ELL Teaching Tip of the Week: Teach Verb Conjugations
My oldest son is going to school in French and Arabic, and he spends long hours memorizing verb conjugations. (And I do mean long hours, in and out of class, in third grade!) While this seems excessive to us (or at least to me), it is done because verb conjugations in both of these languages are complex and difficult and are required for students to be able to speak and write correctly in these languages. In English, we tend to gloss over verb conjugations because there is so little to them. However, our language learners often have a hard time with verbs for two reasons:
1.) In their heads, they have 5 or 6 different words for a verb and so they expect there to be 5 or 6 different words in English to correspond to the words they have, even when there is just one.
2.) Different languages conjugate verbs differently for male and female and place a male or female tag onto inanimate objects. Many English Language Learners then expect this to carry over to English and can’t figure out why the eraser isn’t a “she” and why the verb for “falls” doesn’t change because of this fact.
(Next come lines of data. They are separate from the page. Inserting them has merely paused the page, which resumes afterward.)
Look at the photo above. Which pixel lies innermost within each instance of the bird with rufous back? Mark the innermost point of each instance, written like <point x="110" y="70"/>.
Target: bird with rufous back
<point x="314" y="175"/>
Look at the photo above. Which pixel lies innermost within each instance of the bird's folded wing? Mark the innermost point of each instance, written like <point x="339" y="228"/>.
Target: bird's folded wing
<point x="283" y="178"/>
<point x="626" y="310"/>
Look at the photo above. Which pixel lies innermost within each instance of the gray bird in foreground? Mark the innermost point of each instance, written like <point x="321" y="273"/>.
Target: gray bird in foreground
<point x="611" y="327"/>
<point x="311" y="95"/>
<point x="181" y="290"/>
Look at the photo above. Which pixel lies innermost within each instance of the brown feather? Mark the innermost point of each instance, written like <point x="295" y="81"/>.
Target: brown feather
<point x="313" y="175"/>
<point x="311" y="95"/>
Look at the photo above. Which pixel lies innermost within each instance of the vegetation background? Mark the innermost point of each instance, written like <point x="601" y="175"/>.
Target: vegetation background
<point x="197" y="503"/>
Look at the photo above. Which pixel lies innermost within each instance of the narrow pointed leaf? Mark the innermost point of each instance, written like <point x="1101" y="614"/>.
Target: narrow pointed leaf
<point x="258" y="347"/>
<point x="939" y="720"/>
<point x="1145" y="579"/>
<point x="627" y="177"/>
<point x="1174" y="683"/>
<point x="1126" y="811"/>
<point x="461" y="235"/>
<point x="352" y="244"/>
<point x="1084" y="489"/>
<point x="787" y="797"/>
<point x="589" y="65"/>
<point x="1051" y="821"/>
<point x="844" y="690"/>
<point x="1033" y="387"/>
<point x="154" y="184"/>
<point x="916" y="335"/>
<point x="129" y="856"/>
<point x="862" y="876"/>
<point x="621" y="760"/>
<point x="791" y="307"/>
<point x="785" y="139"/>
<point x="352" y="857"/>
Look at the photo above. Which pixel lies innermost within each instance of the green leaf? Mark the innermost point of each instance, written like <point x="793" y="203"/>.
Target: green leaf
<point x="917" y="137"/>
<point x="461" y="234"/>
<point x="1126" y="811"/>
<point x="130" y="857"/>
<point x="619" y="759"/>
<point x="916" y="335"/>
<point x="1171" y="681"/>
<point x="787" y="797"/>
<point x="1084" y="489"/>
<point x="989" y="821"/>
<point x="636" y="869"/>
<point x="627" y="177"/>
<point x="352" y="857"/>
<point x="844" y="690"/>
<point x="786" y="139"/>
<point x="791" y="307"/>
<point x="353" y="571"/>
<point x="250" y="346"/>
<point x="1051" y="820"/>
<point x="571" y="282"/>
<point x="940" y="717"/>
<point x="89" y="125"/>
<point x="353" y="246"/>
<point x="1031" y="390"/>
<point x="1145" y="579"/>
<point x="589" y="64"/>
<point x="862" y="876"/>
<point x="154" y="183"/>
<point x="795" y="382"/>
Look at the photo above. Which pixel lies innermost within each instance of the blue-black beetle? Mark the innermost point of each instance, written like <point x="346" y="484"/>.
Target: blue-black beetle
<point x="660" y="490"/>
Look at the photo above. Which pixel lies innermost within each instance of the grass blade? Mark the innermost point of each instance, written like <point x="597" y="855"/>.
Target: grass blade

Now, I don’t suggest spending hours memorizing English verb conjugations, but I do spend time conjugating English verbs so that they can see the similarities and the differences. I also point out the similarities and differences that I know and encourage my students to find as many similarities and differences as they can, so that they will cement in their minds. My students show those differences by filling out on a sheet that shows 1.) the connection between the past, present and future tenses and 2.) allows them to compare the conjugations of these verbs in their home language and in English. You can download this sheet free from Google Docs if you would like to use it with your class.
How do you work on verb conjugations with your English Language Learners?